C'est la résistance électrique de l'organisme qui détermine le degré de sévérité des lésions organiques. Plus elle est élevée, moins les dégâts sont grands. C'est principalement la résistance du revêtement épithélial qui entre en ligne de compte. Celle-ci varie notablement en fonction de paramètres tels que son degré d'humidité, sa nature muqueuse (plus conductrice que la peau), l'âge de la personne (plus l'âge est grand, plus la résistance augmente)

La surface de contact et la pression de contact avec le conducteur influent notablement sur la résistance cutanée. Plus elles augmentent, plus la résistance diminue.

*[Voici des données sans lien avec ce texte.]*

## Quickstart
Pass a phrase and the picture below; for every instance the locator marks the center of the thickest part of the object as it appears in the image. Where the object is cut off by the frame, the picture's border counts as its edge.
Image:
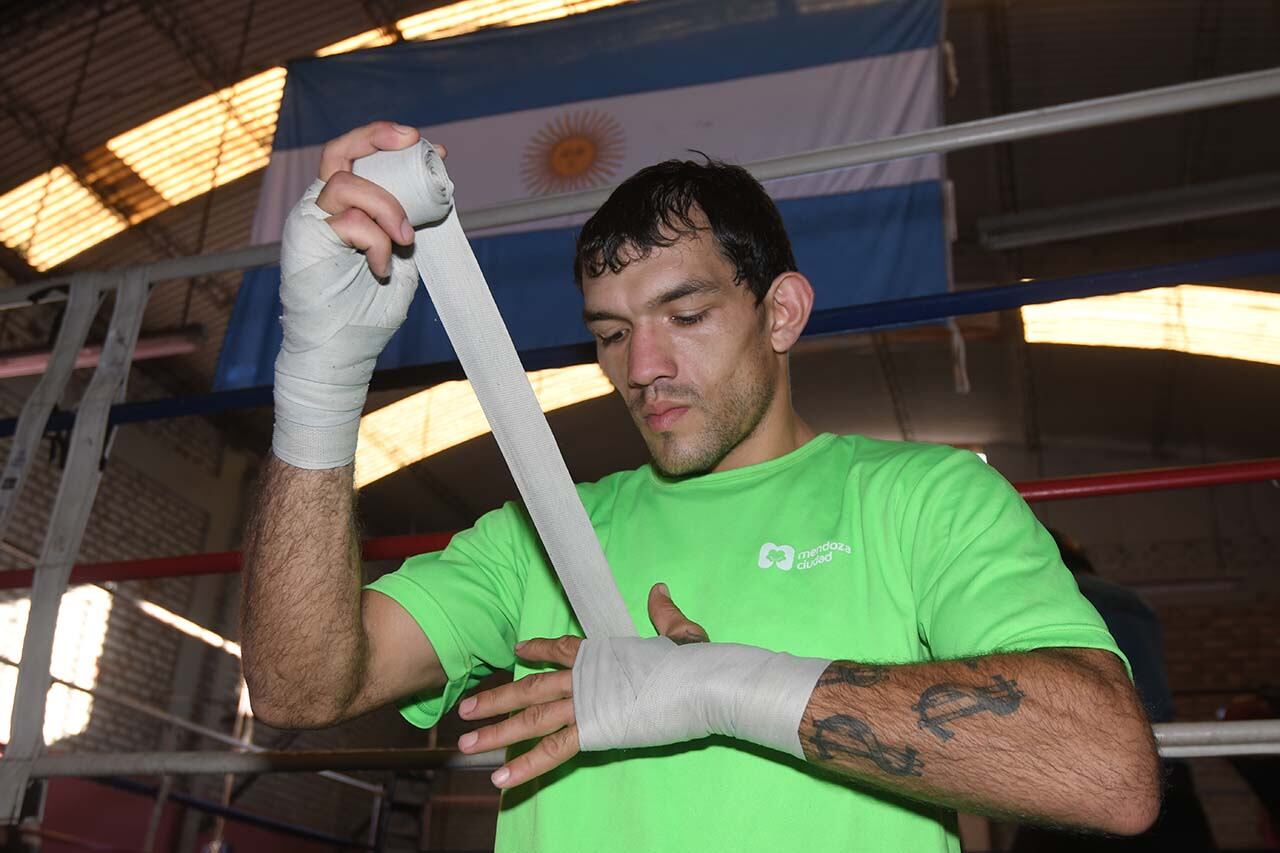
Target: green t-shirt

La durée de contact avec le conducteur détermine la quantité de courant traversant l'organisme.

1.3 L'intensité

L'intensité joue un rôle important dans la gravité des électrisations :
- 0,02 mA induisent une fibrillation ventriculaire (FV) s'ils sont appliqués directement sur le myocarde;
- 0,36 mA représentent le seuil de perception cutané du courant.
- 16 mA induisent une tétanisation musculaire.
- 20 mA sont responsables d'une paralysie diaphragmatique et asphyxie mécanique.
- 80 mA induisent une fibrillation ventriculaire.
- 200 mA sont responsables d'une asystolie.
- 80 mA appliqués sur le thorax pendant une seconde peuvent entraîner le décès.

1.4 La fréquence

La fréquence doit être prise en considération. Le courant domestique est sinusoïdal de fréquence 50 Hz. La fréquence maximale de survenue de troubles du rythme cardiaque se situe entre 40 et 150 Hz. Le courant alternatif est plus dangereux que le continu. Il induit une dépolarisation de la membrane cellulaire responsable d'une libération d'acétyl-choline synaptique. Il en résulte une tétanie musculaire prédominant sur les fléchisseurs et responsable du "Cannot let go" des Anglo-saxons (maintien de la préhension du conducteur par la victime).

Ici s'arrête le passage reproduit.